Aachener Zeitung
Pressestimmen

Das Blatt schreibt zur "Völkermord"-Rede des Bundespräsidenten und der Reaktion aus der Türkei:

Glaubt die Türkei, sie allein habe dauerhaft die Interpretationshoheit über das, was in ihrer (Vor-)Geschichte geschehen ist? Glaubt sie, mit der Negierung des Völkermords könne sie die Frage von Schuld und Versöhnung lösen? So geht das nicht. Erst mit dem Eingeständnis und der Aufarbeitung der Verbrechen an der Menschlichkeit kann man mit sich selbst und den Opfern zu einem Ausgleich kommen. Deutschland hat das in einem langen Prozess erfahren. Es war Voraussetzung dafür, dass wir heute mit Franzosen und Polen und vor allem mit Juden in Freundschaft leben können.

Sme

Die slowakische Tageszeitung kommentiert die Flüchtlingstragödien im Mittelmeer:

Niemand erwartet, dass Europa die Migrationskrise aus Nordafrika und Nahost alleine löst.

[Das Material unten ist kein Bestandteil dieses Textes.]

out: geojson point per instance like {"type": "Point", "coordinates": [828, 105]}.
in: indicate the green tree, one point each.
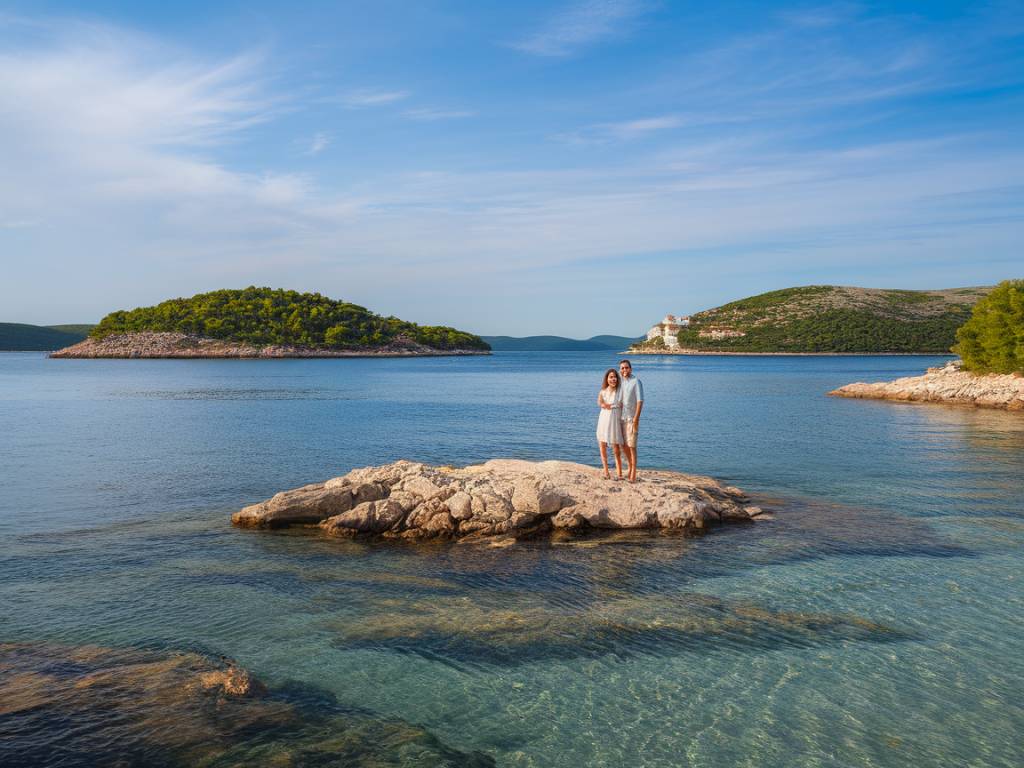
{"type": "Point", "coordinates": [992, 341]}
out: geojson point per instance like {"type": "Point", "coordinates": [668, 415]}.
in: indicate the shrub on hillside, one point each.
{"type": "Point", "coordinates": [992, 341]}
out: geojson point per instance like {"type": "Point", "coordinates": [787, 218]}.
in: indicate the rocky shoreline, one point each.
{"type": "Point", "coordinates": [947, 384]}
{"type": "Point", "coordinates": [724, 353]}
{"type": "Point", "coordinates": [151, 344]}
{"type": "Point", "coordinates": [503, 498]}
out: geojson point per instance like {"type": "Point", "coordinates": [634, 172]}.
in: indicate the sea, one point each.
{"type": "Point", "coordinates": [876, 620]}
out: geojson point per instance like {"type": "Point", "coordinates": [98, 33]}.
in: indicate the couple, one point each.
{"type": "Point", "coordinates": [621, 399]}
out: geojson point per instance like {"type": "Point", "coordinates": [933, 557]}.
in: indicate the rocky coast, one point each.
{"type": "Point", "coordinates": [946, 384]}
{"type": "Point", "coordinates": [503, 498]}
{"type": "Point", "coordinates": [151, 344]}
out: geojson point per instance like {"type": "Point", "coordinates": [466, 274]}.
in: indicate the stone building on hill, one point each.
{"type": "Point", "coordinates": [668, 329]}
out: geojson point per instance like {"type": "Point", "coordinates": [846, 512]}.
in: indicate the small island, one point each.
{"type": "Point", "coordinates": [506, 498]}
{"type": "Point", "coordinates": [265, 323]}
{"type": "Point", "coordinates": [990, 373]}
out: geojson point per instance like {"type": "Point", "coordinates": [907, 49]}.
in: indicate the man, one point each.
{"type": "Point", "coordinates": [632, 406]}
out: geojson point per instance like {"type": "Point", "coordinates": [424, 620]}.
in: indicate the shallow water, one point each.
{"type": "Point", "coordinates": [876, 621]}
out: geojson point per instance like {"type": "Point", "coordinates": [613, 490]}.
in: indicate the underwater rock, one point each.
{"type": "Point", "coordinates": [522, 630]}
{"type": "Point", "coordinates": [90, 706]}
{"type": "Point", "coordinates": [406, 500]}
{"type": "Point", "coordinates": [946, 384]}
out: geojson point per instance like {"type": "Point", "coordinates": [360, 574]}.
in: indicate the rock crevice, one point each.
{"type": "Point", "coordinates": [503, 497]}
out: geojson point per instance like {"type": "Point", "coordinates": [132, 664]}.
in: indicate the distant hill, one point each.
{"type": "Point", "coordinates": [557, 343]}
{"type": "Point", "coordinates": [835, 318]}
{"type": "Point", "coordinates": [19, 337]}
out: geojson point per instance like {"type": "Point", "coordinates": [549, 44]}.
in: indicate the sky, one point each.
{"type": "Point", "coordinates": [572, 167]}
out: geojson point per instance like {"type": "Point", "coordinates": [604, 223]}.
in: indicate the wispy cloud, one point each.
{"type": "Point", "coordinates": [365, 97]}
{"type": "Point", "coordinates": [317, 143]}
{"type": "Point", "coordinates": [580, 25]}
{"type": "Point", "coordinates": [752, 145]}
{"type": "Point", "coordinates": [626, 130]}
{"type": "Point", "coordinates": [429, 114]}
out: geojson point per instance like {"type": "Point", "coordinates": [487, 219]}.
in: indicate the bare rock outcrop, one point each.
{"type": "Point", "coordinates": [947, 384]}
{"type": "Point", "coordinates": [159, 344]}
{"type": "Point", "coordinates": [503, 497]}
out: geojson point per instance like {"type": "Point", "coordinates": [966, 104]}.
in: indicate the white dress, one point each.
{"type": "Point", "coordinates": [609, 423]}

Aber diese feigen Vorschläge, die bisher kamen, passen überhaupt nicht zu unserem moralischen Erbe. Über 1700 Menschen sind dieses Jahr schon im Mittelmeer gestorben. Die meisten ertranken weit von den Küsten Italiens oder Maltas. Wenn die EU es ablehnt, die Mission Triton auch außerhalb ihrer Hoheitsgewässer auszudehnen, heißt das, 120 Millionen Euro werden nur verwendet, um nach den Tragödien aufzuräumen, aber nicht, um sie zu verhindern.

Der Standard

Das Blatt aus Wien schreibt über Griechenlands Finanzminister Gianis Varoufakis:

Der Finanzrahmen sollte strikt eingehalten werden, auf dass Ruhe einkehre, Griechenland von Pleite und Zusammenbruch bewahrt sei. Ein schöner Plan. Beim Treffen in Riga musste die Eurogruppe mit einigem Entsetzen feststellen: Sie sind auf allen Linien gescheitert. ... Varoufakis, Professor für Spieltheorie, hat sich verzockt. Selbst wenn es ihm nun in wenigen Tagen gelingen sollte, doch noch einen Kompromiss zusammenzuschustern: Das wichtigste Kapital eines Eurolandes hat er verspielt: Vertrauen.